The bizarre developments began unfolding about 6 p.m Saturday when joggers in a wooded area on the northwestern edge of Fort Meade found the bodies of the 17-year-old and the 3-year-old, whose throat apparently had been cut.

The discovery touched off an intensive investigation, involving Military Police, Army criminal investigators, the FBI, and police from Anne Arundel County and Baltimore. The 17-year-old victim was identified as George Calvin Peters Jr., of the 3500 block of Spaulding Avenue in Baltimore, and the 3-year-old as his nephew, Dominick Earl Peters, of the same address, according to the FBI.

The FBI said the slain 3-year-old and the injured 2-year-old were both the children of Georgetta Peter of Baltimore. They said George Peters, the slain 17-year-old, was Georgetta Peters' brother.

The FBI identified the missing 21-year-old woman as Donzella Peters, also a sister of George Peters. The missing child was identified as Donzella Peters' daughter, Danielle Shoulders, 3. All are Baltimore residents, according to the FBI.

In a statement issued yesterday, the FBI said Donzella Peters, Danielle Shoulders and 2-year-old Sherrill Peters all had been reported missing by relatives to the Baltimore police.

According to the FBI, the three had last been seen about 2:30 p.m. Saturday in the company of the 3-year-old and 17-year-old whose bodies were later found at Fort Meade.

Reportedly all five were on their way to a laundromat in central Baltimore. There was no official account available last night of what happened between the time the five set out and the discovery of the bodies 3 1/2 hours later.

About 7:30 a.m. yesterday, according to the FBI, Kenneth Howard Neal, 22, was arrested in the 3900 block of Woodridge Aveune in Baltimore in connection with the death of the 17-year-old.

He was arraigned on a charge of murder before U.S. Magistrate Clarence E. Goetz and ordered held without bond. Federal authorities said they had jurisdiction because Fort Meade is a government reservation.

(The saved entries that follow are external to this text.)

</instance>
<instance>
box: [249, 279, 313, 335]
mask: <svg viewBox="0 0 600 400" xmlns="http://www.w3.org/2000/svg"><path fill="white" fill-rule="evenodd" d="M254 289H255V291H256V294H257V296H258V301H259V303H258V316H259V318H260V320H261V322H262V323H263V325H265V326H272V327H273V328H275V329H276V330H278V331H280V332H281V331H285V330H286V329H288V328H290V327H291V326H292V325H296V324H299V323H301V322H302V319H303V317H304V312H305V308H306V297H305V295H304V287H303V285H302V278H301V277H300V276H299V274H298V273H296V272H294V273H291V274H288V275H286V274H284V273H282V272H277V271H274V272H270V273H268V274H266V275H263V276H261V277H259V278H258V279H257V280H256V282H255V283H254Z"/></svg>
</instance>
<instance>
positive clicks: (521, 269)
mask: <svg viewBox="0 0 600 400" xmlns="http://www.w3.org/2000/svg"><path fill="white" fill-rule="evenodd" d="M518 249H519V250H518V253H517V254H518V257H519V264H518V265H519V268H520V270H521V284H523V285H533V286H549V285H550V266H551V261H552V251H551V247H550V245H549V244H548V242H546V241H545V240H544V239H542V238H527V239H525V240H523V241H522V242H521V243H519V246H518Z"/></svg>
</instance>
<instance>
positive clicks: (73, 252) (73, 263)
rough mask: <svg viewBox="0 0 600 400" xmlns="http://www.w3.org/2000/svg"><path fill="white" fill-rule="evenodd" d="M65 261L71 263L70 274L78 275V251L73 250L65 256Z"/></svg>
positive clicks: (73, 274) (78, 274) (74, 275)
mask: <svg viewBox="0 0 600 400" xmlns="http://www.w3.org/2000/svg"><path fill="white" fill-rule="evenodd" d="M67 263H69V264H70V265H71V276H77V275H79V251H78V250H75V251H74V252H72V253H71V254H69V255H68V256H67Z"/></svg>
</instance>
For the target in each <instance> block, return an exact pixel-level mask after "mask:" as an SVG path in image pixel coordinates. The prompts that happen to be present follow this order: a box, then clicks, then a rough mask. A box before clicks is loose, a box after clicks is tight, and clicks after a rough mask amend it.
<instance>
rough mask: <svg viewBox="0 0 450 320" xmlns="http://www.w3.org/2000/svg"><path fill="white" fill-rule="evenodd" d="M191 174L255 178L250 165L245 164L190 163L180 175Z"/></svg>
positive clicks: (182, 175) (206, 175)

According to an affidavit filed yesterday in magistrate's court. Neal had been arrested in the past in connection with an alleged abduction of Donzella Peters, court sources said.

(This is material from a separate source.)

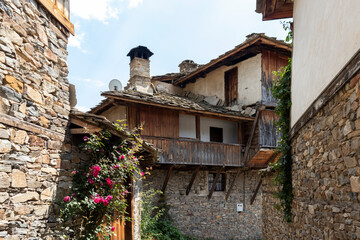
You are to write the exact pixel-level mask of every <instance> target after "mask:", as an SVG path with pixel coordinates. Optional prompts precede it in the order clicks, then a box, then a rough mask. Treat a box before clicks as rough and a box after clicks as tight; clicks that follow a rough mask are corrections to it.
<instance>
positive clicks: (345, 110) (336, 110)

One source in the Baltimore Police Department said Neal may have been a former boyfriend of the missing woman.

The court affidavit, according to the sources, also says that investigators found the 17-year-old victim was carrying a slip of paper bearing the words "red Chevrolet" and listing a license tag number.

The affidavit alleges in addition that Neal had blood on his hands when found by police, the sources said.

The spot near Seneca where Sherrill Peters was found yesterday is more than 30 miles from the site at Fort Meadeswhere her relatives' bodies were found Saturday.

Authorities said they did not know how she was taken to Seneca or how long she had been there, but noted that her clothing had been muddied.

Several hours passed after the girl was found before she was linked to the Baltimore case. The police spokeswoman said a local television station aided in making the connection.